Cool Place Alert: Trillium Artisans
In my humble opinion, Trillium Artisans is one of the greatest nonprofits in town. They provide so much support to artists and crafters who are working to build small businesses. We're chatting today with Trillium's Artisan Coordinator, Claire Patoine.
So, tell us about Trillium Artisans. What is the goal of the organization? Trillium Artisans is a nonprofit organization that supports Portlands craftspeople by providing access to markets -- i.e. we help artisans sell their work through our retail store, website, and wholesale orders. We also provide one-on-one small business support and resources. Trillium Artisans products are made from 50% reclaimed or recycled material and are priced to pay the artisan a livable wage.

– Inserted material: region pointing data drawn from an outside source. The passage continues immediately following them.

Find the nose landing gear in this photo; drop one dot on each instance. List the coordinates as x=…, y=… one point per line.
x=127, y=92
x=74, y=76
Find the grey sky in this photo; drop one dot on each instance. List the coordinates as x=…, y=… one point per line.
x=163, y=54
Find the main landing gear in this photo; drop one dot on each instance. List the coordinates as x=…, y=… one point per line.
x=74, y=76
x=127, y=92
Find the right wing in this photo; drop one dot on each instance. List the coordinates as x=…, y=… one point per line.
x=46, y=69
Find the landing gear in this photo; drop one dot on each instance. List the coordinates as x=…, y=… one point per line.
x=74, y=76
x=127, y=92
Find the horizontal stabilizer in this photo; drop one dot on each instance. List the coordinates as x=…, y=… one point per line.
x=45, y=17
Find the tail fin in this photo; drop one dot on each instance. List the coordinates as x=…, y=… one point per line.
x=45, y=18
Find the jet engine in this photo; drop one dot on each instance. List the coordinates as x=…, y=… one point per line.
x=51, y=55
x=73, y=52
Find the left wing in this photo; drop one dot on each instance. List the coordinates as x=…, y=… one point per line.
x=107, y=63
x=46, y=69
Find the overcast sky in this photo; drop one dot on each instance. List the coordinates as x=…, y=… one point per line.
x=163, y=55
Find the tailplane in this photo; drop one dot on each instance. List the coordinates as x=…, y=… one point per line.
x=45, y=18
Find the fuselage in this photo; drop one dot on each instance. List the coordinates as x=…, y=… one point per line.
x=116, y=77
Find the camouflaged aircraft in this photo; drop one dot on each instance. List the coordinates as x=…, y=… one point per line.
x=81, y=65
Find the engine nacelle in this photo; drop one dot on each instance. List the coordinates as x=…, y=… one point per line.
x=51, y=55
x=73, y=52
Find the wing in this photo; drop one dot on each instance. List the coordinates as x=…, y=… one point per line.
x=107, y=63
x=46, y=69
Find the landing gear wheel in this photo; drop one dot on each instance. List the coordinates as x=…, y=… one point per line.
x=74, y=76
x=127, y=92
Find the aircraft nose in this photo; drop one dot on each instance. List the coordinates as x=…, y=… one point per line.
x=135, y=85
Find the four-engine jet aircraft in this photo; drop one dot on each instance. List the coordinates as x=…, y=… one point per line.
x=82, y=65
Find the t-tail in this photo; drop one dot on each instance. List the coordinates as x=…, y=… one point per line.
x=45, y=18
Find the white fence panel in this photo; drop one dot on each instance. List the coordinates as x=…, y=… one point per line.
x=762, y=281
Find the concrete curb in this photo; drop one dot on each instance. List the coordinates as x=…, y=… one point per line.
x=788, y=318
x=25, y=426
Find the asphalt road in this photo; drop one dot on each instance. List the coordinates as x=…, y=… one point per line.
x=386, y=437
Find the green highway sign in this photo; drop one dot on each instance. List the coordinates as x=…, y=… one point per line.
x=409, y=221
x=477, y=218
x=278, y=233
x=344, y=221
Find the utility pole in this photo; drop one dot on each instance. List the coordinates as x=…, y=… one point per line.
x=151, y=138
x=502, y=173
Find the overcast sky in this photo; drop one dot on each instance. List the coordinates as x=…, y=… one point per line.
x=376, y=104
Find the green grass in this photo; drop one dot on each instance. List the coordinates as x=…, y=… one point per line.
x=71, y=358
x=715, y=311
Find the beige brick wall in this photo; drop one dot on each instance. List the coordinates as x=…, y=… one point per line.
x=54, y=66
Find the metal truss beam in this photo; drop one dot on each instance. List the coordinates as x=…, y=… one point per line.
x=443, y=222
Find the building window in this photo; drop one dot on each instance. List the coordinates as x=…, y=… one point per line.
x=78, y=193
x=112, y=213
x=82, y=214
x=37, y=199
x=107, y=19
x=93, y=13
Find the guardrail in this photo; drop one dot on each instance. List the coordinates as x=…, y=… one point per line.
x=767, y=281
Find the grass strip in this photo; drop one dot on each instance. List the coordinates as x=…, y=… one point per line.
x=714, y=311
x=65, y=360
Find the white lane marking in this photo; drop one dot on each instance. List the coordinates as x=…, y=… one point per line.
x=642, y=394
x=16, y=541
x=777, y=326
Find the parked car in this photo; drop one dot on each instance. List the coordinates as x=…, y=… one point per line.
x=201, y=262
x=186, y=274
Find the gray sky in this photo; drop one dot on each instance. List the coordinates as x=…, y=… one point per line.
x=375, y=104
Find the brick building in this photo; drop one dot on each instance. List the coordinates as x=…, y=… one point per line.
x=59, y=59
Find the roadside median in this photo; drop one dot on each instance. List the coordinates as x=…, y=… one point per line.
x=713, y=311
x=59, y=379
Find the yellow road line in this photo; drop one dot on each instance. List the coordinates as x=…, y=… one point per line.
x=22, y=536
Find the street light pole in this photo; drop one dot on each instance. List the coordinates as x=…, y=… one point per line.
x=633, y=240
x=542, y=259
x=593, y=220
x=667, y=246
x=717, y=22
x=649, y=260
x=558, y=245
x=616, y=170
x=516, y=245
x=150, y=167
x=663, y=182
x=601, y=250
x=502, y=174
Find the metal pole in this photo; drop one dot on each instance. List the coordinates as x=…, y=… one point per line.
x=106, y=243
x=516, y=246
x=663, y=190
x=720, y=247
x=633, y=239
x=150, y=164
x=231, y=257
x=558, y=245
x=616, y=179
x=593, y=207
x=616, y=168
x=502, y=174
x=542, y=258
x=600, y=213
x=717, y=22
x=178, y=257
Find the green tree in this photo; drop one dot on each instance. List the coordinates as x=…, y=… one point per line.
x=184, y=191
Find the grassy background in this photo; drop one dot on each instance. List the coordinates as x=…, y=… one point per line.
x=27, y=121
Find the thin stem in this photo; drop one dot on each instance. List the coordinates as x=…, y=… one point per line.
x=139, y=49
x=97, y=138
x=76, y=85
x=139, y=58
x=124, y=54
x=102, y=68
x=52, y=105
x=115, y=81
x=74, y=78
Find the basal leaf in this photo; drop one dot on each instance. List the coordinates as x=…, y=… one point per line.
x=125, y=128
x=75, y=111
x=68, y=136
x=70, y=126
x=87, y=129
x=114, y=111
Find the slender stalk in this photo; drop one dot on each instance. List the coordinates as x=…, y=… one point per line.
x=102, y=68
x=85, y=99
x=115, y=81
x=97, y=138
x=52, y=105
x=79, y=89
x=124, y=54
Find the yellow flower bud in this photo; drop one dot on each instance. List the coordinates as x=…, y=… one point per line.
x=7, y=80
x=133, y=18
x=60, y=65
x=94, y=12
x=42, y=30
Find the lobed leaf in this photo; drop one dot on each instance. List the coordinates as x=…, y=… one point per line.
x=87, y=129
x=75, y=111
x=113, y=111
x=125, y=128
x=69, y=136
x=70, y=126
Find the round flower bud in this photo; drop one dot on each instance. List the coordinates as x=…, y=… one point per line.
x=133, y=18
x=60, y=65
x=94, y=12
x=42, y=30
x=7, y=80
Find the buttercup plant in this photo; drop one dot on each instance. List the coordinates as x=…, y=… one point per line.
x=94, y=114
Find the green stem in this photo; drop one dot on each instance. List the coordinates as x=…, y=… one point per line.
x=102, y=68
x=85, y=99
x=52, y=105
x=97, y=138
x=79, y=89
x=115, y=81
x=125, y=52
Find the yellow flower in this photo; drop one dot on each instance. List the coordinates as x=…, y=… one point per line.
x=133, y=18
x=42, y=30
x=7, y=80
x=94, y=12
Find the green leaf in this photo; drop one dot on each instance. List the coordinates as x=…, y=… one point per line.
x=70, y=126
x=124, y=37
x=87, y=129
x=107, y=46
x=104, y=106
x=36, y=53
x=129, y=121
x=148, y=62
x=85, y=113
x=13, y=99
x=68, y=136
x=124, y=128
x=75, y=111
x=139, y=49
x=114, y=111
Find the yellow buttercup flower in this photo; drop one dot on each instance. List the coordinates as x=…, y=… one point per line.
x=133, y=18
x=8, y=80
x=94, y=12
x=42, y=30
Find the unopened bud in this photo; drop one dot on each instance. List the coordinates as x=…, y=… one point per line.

Will you tell us a bit about that wonderful retail store? We carry items that range from the refined to the hip and funky, such as womens accessories, garden art, and houseware items. We also make an effort to sell a variety crafted items that will appeal to budgets small and large.
What kinds of help does Trillium provide to craftspeople trying to build their businesses? We provide on-on-one support and advice. We have resources on writing business plans, and we organize monthly meetings that typically have guest speakers that share their knowledge. These meetings have covered topics such as product development, pricing, how to approach shops, blogging, and marketing. We also provide free access to merchant services -- i.e. credit card services. We also have our website and store, and we attend or organize events where we market our artisans wares. There is also a strong sense of support that our artisans provide to one another with information sharing and advice.
Can anyone become a Trillium Artisan? How do people go about joining you? Yes, anyone can apply to become a Trillium Artisan! The first step involves submitting your craft for product review. We have a form that folks can download on our website. (Look for the download product review form here link). Just print out the form, fill it out, and set up a time to meet with me, and bring along the product to be reviewed.
From there, our Product Review committee (made up of well-experienced volunteers) goes through our criteria to make sure the product is meeting our requirements. Some of these requirements are: the product must be created with at least 50% reclaimed or recycled material; it must be well made; it must be priced to pay the artisan a livable wage of at least $12.50 an hour; and it must be functional craft, (in other words, not two dimensional art.)
Once your product is accepted, youre a Trillium Artisan! This may sound daunting, but I always provide support in walking folks through the process and its always a learning opportunity for a potential artisan to experience.
What do you think is the difference between "Art" and "Craft?" Indeed a timeless question . I often discuss this idea with artisans and customers alike. The lines between art and craft often blur or are indistinguishable. However, I often view craft as having a functional or utilitarian purpose, such as a hand-carved wood bowl or a needlepoint felted scarf. Art, such as a two dimensional framed image, can be viewed in a far more subjective manner, while a handmade scarf meets a function of keeping you warm.
Of course the lines blur, especially when you talk about high-end craft and the world of collecting, but thats the great thing about art and craft -- there isnt necessarily a right or wrong answer but there is always more than one way of seeing and creating. Ah yes, crafting in a postmodern time!
What is your favorite creative spot in Portland? Besides my kitchen, I would say Trilliums "fabric room. We sell fabric samples and donated fabric at a $1 a pound. I believe this is one of Portland s best kept secrets. Whenever I feel frazzled from sitting at my computer, I take a quick break to check-out our fabric section to peruse for my next potential project and chat with customers!